Pastor Steve Brown
Season Greetings to the Saints of St. Mark,
"For the Lord sees not as man sees; man looks on the outward appearance, but the Lord looks on the heart." (1 Samuel 16:7)
Let's see, how can I describe him for you? He was well past thirty years old but still lived with his wife's family. He was no longer working in the area of his training and expertise, having been part of a prominent international conglomerate but had ruined his chances in upper management because of his temper. In fact, he had been the "golden boy" until he had gotten a police record, involved in a murder scandal, and then just faded from the social scene. He was now employed by his father-in-law with a job overseeing inventory. He had a past but no future and was on the path to nowhere. In every sense of how we might use the word, Moses was a failure.
Yet, in the light of God's burning bush, Moses saw himself differently. By the light of God's presence, he began to realize that God had an entirely different opinion of him. God saw someone He loved. God saw someone frustrated by his past and his present and God saw a different future for him. The Lord not only saw Moses differently than Moses did — He also chose Moses for His purposes and included him in His plans. God did not see him as a failure nor did He see Moses' past as disqualifying him from his future.

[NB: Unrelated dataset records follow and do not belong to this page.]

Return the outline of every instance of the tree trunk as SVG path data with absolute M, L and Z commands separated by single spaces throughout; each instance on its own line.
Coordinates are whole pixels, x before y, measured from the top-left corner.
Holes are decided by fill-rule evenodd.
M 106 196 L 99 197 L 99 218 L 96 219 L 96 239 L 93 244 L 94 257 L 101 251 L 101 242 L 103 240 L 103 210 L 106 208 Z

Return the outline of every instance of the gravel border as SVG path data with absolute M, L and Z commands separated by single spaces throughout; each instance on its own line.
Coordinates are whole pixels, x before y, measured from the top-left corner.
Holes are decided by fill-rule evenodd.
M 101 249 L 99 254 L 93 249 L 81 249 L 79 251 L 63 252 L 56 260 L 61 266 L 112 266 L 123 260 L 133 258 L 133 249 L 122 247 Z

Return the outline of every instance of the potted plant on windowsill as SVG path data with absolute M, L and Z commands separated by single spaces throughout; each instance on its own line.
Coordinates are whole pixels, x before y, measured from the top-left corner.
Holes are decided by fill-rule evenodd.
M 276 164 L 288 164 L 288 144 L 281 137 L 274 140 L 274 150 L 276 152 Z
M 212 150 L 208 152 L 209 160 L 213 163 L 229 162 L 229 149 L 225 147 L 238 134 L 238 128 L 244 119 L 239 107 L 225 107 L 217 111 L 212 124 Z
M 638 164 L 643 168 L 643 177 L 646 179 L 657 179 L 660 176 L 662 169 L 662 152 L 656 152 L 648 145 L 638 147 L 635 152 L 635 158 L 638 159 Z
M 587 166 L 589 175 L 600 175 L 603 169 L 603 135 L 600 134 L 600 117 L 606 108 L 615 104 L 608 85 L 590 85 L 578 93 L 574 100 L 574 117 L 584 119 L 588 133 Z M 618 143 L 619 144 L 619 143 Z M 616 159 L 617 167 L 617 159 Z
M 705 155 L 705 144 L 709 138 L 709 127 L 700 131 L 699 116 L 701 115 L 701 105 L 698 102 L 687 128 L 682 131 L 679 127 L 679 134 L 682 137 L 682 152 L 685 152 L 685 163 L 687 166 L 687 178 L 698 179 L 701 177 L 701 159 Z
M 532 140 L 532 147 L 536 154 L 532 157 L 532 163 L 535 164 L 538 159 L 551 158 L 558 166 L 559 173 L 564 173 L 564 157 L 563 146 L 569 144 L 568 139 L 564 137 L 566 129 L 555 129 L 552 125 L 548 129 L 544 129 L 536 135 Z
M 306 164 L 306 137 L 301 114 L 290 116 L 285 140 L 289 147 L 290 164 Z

Now this really shouldn't come as a surprise to us. God's story in the Bible is full of the Lord doing this time after time. God goes after a deceiving, lying, greedy, coward named Jacob and through him builds the nation of Israel. The runt of the family, the youngest of eight brothers, the one whom the family sees as a lowly shepherd, well, God sees David as a potential king. God takes a rebellious prophet like Jonah, who runs from Him and hates those whom God loves, and still uses him to change a nation. And on and on it goes. Jesus calls a zealot — a political activist and troublemaker — named Simon and called him as one of His disciples. He calls nobody fishermen like Peter and John to be His disciples. The Resurrected Jesus even went after Saul, who persecuted His church and killed His followers, and turned him into the Apostle Paul.

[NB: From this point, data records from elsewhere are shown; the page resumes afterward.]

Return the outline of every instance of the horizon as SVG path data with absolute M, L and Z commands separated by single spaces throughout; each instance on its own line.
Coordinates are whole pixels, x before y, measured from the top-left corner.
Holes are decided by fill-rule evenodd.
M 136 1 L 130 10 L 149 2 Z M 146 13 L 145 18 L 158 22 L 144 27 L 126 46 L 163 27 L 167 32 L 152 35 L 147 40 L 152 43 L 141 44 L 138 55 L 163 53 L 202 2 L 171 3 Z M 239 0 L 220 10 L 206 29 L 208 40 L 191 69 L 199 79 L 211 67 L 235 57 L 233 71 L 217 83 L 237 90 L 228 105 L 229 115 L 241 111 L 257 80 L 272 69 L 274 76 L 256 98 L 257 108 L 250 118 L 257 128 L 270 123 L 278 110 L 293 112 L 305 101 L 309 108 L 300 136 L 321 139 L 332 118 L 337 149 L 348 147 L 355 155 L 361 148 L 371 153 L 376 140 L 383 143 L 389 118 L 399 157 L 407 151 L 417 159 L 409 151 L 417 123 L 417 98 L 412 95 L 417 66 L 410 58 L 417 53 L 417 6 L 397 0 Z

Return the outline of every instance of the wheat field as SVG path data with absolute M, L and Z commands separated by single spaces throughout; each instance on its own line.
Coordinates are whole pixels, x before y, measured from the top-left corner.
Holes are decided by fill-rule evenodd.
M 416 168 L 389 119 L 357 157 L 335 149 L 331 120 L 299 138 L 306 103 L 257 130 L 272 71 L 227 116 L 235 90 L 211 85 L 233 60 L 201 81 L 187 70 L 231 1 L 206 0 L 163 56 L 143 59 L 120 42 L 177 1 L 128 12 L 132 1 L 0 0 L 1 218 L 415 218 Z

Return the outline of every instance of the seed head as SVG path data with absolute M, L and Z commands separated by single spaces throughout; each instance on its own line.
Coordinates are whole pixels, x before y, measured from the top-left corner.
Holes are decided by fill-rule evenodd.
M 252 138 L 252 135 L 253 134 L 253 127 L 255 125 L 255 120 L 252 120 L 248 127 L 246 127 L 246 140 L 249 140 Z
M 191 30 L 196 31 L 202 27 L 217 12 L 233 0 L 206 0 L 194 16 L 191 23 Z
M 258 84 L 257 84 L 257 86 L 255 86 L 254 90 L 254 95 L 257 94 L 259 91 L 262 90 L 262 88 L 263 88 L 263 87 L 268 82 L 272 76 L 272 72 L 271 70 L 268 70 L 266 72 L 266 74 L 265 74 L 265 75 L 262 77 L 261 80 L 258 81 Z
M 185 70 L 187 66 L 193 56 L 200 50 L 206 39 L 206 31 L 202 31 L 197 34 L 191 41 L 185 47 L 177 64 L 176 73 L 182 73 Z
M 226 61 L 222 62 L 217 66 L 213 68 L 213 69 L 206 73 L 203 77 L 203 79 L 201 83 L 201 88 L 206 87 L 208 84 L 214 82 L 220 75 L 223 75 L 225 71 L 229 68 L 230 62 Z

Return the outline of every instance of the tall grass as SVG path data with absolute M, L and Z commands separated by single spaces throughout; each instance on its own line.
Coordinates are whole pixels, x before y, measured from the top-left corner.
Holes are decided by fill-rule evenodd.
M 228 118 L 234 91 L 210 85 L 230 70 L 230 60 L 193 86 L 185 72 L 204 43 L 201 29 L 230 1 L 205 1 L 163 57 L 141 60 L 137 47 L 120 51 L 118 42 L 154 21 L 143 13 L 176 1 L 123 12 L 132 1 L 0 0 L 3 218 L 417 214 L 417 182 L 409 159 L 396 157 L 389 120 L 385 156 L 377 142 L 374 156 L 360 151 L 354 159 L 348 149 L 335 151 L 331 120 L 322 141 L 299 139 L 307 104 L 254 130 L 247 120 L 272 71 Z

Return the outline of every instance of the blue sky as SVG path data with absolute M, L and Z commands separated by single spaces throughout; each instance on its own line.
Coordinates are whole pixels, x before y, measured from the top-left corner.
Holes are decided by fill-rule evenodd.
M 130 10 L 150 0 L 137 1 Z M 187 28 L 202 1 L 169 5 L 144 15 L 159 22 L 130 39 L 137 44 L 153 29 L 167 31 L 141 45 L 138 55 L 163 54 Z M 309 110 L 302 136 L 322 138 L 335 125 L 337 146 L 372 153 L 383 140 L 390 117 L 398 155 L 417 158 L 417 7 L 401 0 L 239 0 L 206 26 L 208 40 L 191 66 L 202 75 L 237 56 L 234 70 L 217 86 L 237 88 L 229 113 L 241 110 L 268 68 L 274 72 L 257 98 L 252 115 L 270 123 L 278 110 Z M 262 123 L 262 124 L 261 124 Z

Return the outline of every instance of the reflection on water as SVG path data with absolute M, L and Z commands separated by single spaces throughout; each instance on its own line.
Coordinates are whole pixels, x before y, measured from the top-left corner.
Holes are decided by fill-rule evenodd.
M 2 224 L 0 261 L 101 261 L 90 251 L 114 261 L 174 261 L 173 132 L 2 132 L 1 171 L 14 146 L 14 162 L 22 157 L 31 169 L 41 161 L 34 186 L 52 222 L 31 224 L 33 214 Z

It seems that no one’s past, no matter how dark, cannot be forgiven and redeemed. It would appear that no one's weaknesses, no matter how limiting, are barriers to grace or limits the Lord's choice. It seems God's vision is different from ours — seeing possibilities where we see dead ends, beloved children where we see failures, and new beginnings where we see only the past. And God not only sees us differently than we see ourselves, He calls us to Himself – He chooses us, includes us, uses us – and in the process, changes us.

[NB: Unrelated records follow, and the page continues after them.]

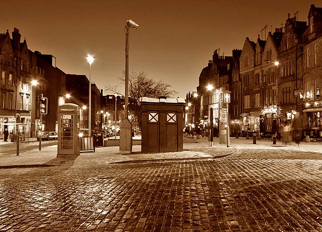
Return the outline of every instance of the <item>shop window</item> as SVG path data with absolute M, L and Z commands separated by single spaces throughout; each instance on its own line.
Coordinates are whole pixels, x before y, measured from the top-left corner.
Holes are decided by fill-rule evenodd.
M 310 48 L 306 48 L 306 67 L 310 66 Z
M 314 45 L 314 64 L 317 64 L 317 44 Z

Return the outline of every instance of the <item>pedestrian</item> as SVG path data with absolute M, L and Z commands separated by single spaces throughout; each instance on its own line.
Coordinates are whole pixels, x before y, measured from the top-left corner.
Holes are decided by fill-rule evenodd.
M 303 118 L 301 115 L 299 115 L 298 113 L 295 114 L 294 119 L 294 122 L 293 123 L 293 128 L 294 130 L 294 136 L 295 143 L 297 144 L 297 145 L 300 145 L 300 141 L 302 138 L 302 122 Z
M 6 128 L 5 129 L 5 131 L 4 131 L 4 140 L 5 141 L 5 142 L 8 142 L 9 135 L 9 132 L 8 131 L 8 129 Z

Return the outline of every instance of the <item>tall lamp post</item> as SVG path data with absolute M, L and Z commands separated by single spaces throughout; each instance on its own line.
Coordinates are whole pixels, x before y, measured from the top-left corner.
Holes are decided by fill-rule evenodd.
M 116 98 L 117 97 L 117 94 L 114 94 L 115 96 L 115 128 L 114 129 L 114 134 L 115 135 L 115 139 L 116 139 Z
M 226 128 L 227 134 L 227 147 L 230 146 L 230 141 L 229 141 L 229 121 L 228 119 L 228 104 L 230 103 L 230 93 L 229 92 L 225 93 L 224 94 L 224 103 L 226 103 L 226 108 L 227 108 L 227 127 Z
M 35 134 L 36 131 L 36 85 L 38 82 L 36 80 L 31 81 L 31 138 L 37 137 L 37 133 Z
M 212 89 L 213 89 L 213 85 L 212 85 L 212 84 L 208 84 L 207 85 L 207 86 L 206 87 L 206 88 L 207 88 L 207 90 L 208 91 L 211 91 Z M 210 147 L 212 147 L 212 146 L 213 145 L 213 130 L 212 128 L 212 124 L 213 123 L 213 108 L 212 107 L 210 107 L 210 111 L 209 111 L 209 113 L 210 113 L 210 134 L 209 134 L 209 136 L 210 137 L 210 139 L 209 140 L 210 141 Z
M 128 120 L 129 103 L 129 49 L 130 46 L 129 33 L 131 28 L 136 30 L 139 25 L 131 20 L 126 21 L 125 26 L 125 108 L 124 120 L 120 127 L 120 153 L 132 152 L 132 125 Z
M 88 56 L 87 56 L 86 57 L 86 59 L 87 59 L 87 61 L 89 62 L 89 64 L 90 64 L 90 85 L 89 85 L 89 89 L 90 89 L 90 91 L 89 91 L 89 136 L 90 137 L 91 137 L 91 124 L 92 123 L 91 121 L 91 108 L 92 107 L 92 104 L 91 104 L 91 95 L 92 95 L 92 86 L 91 85 L 91 82 L 92 81 L 92 79 L 91 79 L 91 72 L 92 71 L 92 64 L 93 64 L 93 62 L 94 61 L 94 59 L 95 59 L 95 57 L 91 56 L 91 55 L 89 55 Z

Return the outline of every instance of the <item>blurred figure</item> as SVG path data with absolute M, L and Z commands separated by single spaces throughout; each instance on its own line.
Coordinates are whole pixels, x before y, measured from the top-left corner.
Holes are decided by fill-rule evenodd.
M 302 115 L 298 113 L 295 114 L 293 123 L 293 135 L 295 143 L 300 145 L 300 142 L 302 138 L 302 124 L 303 118 Z
M 8 142 L 8 136 L 9 135 L 9 132 L 8 129 L 6 128 L 4 131 L 4 140 L 5 142 Z

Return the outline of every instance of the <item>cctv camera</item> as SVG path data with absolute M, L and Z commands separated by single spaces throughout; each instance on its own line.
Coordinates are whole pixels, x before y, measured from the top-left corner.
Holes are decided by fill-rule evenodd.
M 128 24 L 128 25 L 129 24 L 131 26 L 132 26 L 133 27 L 138 27 L 139 26 L 138 24 L 135 23 L 135 22 L 134 22 L 131 20 L 127 20 L 126 23 Z

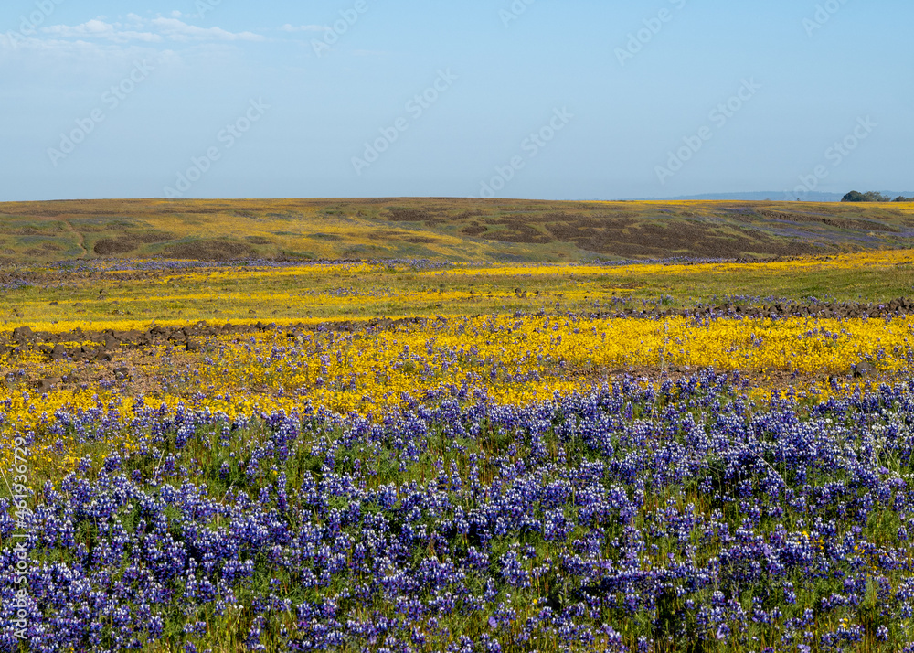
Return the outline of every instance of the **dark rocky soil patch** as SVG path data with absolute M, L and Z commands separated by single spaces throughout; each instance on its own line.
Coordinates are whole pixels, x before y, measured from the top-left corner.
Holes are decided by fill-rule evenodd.
M 165 249 L 162 255 L 169 259 L 193 261 L 239 261 L 255 258 L 257 251 L 244 242 L 197 241 L 172 245 Z

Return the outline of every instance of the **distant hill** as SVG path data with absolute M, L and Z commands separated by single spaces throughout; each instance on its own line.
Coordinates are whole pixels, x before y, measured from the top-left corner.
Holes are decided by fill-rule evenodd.
M 866 192 L 865 190 L 860 192 Z M 894 198 L 899 195 L 903 195 L 906 198 L 914 198 L 914 192 L 907 193 L 898 193 L 891 192 L 888 190 L 879 191 L 883 195 L 887 195 L 888 197 Z M 845 197 L 845 193 L 818 193 L 810 192 L 803 195 L 801 199 L 804 202 L 840 202 L 841 198 Z M 637 200 L 669 200 L 669 201 L 747 201 L 747 202 L 763 202 L 763 201 L 794 201 L 795 197 L 791 197 L 791 193 L 784 192 L 783 190 L 776 191 L 764 191 L 760 193 L 710 193 L 707 195 L 685 195 L 679 198 L 638 198 Z
M 898 247 L 914 248 L 914 203 L 449 198 L 0 203 L 0 264 L 7 265 L 95 258 L 732 259 Z

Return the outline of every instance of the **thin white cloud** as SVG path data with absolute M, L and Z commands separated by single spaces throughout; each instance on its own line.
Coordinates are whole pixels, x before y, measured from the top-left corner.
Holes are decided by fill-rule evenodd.
M 221 27 L 197 27 L 177 18 L 154 18 L 150 21 L 158 31 L 175 41 L 262 41 L 253 32 L 228 32 Z
M 81 25 L 55 25 L 43 27 L 41 32 L 55 39 L 109 40 L 114 43 L 142 41 L 263 41 L 266 38 L 253 32 L 229 32 L 221 27 L 198 27 L 178 18 L 144 19 L 136 14 L 127 16 L 128 24 L 108 23 L 94 18 Z
M 153 32 L 137 32 L 130 29 L 122 29 L 121 26 L 114 26 L 103 20 L 95 18 L 82 25 L 55 25 L 50 27 L 44 27 L 41 30 L 44 34 L 56 37 L 57 38 L 104 38 L 115 43 L 127 43 L 129 41 L 143 41 L 146 43 L 157 43 L 162 40 L 162 37 Z
M 326 25 L 302 25 L 295 27 L 286 23 L 280 27 L 283 32 L 329 32 L 331 28 Z

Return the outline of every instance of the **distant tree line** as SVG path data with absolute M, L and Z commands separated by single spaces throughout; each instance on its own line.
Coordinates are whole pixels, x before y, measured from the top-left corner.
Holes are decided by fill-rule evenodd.
M 887 195 L 883 195 L 882 193 L 877 193 L 876 191 L 869 191 L 868 193 L 858 193 L 856 190 L 852 190 L 847 193 L 845 197 L 841 198 L 843 202 L 914 202 L 914 198 L 906 198 L 903 195 L 899 195 L 895 199 L 892 199 Z

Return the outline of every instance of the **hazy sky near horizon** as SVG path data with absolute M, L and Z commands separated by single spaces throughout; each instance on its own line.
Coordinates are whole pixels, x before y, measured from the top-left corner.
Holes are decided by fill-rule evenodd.
M 6 0 L 0 200 L 914 190 L 910 0 Z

God has a light He wants to shine on us and ignite inside us to see ourselves, our lives, and our future's differently. Maybe we need to stop looking in the mirror and more into the Bible to get our vision healed and our perspective right. Perhaps we should listen less to the negative voices that darken our minds and walk more in the light of the words God has to say about us. I think if we learn to see ourselves as God sees us then we can learn to live the way God wants us to live. It will change us. God's love always does.